Full Article; read a response to the article here
Should long-reads be used in population sequencing?
Long-read sequencing is DNA sequencing that literally reads longer sequences of DNA at a time than traditional DNA sequencing. There is some debate over whether long-read sequencing should be the testing method of choice in population sequencing (like the All of Us research program, for example).
Cool. Why would we do that?
The thing is, long-read sequencing can pick up some things regular ‘short-read’ sequences can’t. Think: mutations that are made up of ‘repeats’, large and complex rearrangements, large insertions or deletions of DNA, or are located in the intron (the non-protein-coding-portion) of the DNA. It also has better genome assembly (i.e. more accurate sequencing).
That sounds great! Why aren’t we doing it yet?
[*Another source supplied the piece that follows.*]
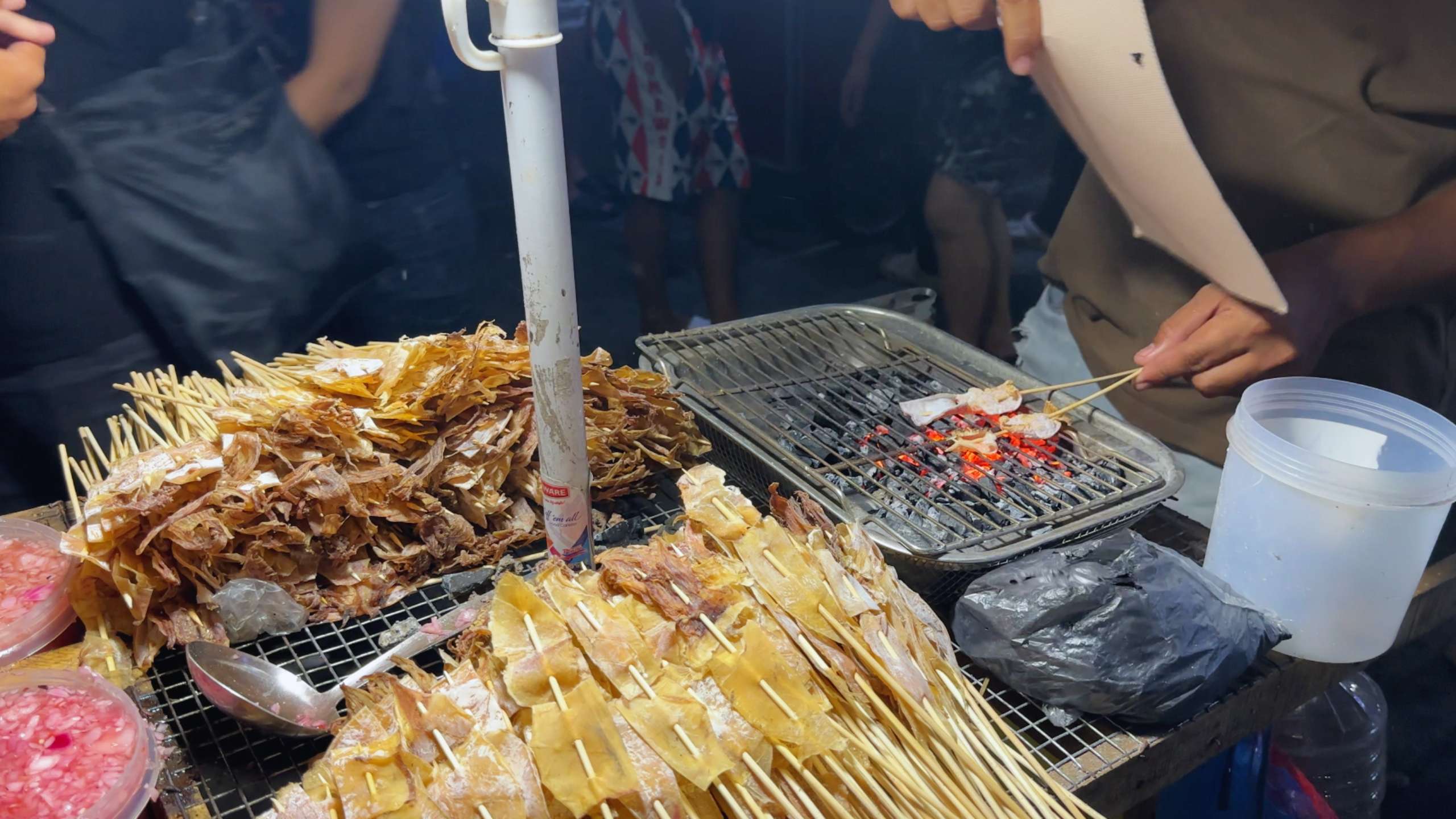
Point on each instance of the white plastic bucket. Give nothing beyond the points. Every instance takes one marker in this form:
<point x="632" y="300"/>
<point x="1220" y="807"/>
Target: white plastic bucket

Historically, long-read sequencing has been considered very costly and full of errors. But it seems like that’s changing. In this week’s article describing the results of the utility of long-read sequencing in large populations, it seems the accuracy has improved. In one study, long reads showed good coverage of a set of 4,641 medically relevant genes, as well the genes on ACMG’s incidental finding list. Additionally, the costs of long-read sequencing have dropped to $1,000 or less per genome.
Essentially, we’re not quite there yet. In the meantime, large-scale long-read sequencing projects will continue to generate data so that we can make more informed decisions on this in the future.